Summary biography

Susie remembers a very happy childhood living in a huge house in the Sudetenland with her parents, older sister, pet dog and lots of staff. She had private tutors and attended the local school. Her father was atheist but on the high holy days they would go to synagogue in the nearby town where her mother grew up. Her father owned lots of factories and was a very successful businessman with many contacts and they were a very wealthy family. There were very few Jewish families in their town and Susie doesn’t remember experiencing any antisemitism. They had friends in the UK. Susie says she was a difficult child.

Susie’s sister visited the UK around 1936 before returning to Czechoslovakia. Her mother subsequently took her back to the UK. Their parents had foresight as to what was going to happen and they moved to a small two bedroom flat in Prague before the outbreak of the war with her grandmother, leaving their house, its contents and business behind. It was very difficult to be lying low the four of them in a small flat when they were used to their big house and her mother had never cooked before. Her father was in his 60’s and didn’t have the energy to start in business again. In May 1939 Susie came on the second to last of Winton’s Kindertransports to the UK. Her mother took her to the station as her father was too distraught to do so. Susie knew she would never see her mother again. Susie remembers speaking to the other children on the journey and they were equally anxious about what would await them when they reached the UK but she knew she was lucky to be being collected from the station by their family friend.

Susie was reunited with her sister after a period of three years apart in different countries and they boarded with a family using the money they had arrived with. They had contact with their parents until 1942. Their mother was taken to Theresienstadt where she died and her father died in the Lodz Ghetto Hospital. Susie briefly attended a dress making course behind Oxford Street while her sister trained as a secretary. When the Blitz begun she agreed to relocate to Shropshire at the request of her parents. She took up a junior role in a clothes company, cleaning undergarments and after three years decided that she hated it and went back to London.

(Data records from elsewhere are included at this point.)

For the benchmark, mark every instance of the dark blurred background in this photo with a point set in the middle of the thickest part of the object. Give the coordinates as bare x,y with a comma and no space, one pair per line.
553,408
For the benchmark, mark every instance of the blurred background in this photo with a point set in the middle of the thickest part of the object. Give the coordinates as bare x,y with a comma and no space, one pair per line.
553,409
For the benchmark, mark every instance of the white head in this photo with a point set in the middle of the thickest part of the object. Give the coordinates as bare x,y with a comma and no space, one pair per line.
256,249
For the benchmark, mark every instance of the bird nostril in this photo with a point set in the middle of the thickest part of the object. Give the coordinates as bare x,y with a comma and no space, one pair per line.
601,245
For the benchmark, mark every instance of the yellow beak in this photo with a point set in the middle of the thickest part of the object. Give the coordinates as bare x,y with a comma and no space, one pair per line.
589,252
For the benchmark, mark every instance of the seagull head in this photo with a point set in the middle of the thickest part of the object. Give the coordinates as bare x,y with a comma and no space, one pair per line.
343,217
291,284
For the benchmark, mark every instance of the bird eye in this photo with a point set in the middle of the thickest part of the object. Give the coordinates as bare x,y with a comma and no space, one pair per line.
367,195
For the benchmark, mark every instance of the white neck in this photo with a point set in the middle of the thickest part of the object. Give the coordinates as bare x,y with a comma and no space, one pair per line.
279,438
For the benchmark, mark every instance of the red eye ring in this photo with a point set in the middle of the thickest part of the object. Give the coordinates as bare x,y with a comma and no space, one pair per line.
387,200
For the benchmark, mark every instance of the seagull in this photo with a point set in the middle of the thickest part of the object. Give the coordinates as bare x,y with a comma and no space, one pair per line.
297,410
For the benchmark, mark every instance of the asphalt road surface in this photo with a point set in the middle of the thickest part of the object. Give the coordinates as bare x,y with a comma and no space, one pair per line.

Susie’s brother in law returned after the war to find out what had happened to the family. The house in the Sudetenland had been taken over by the Nazis as their HQ along with its contents. Susie has never revisited and it is now a hotel. Susie since met her husband, married and has two daughters, six grandchildren and four great grandchildren. Her sister and family now live in Geneva.

Susie has spoken very little about her experiences for 70 years and it is very emotional for her to recall but she feels that she should record her testimony as a legacy.

Everybody has to learn to live with everybody else, regardless of creed or religion.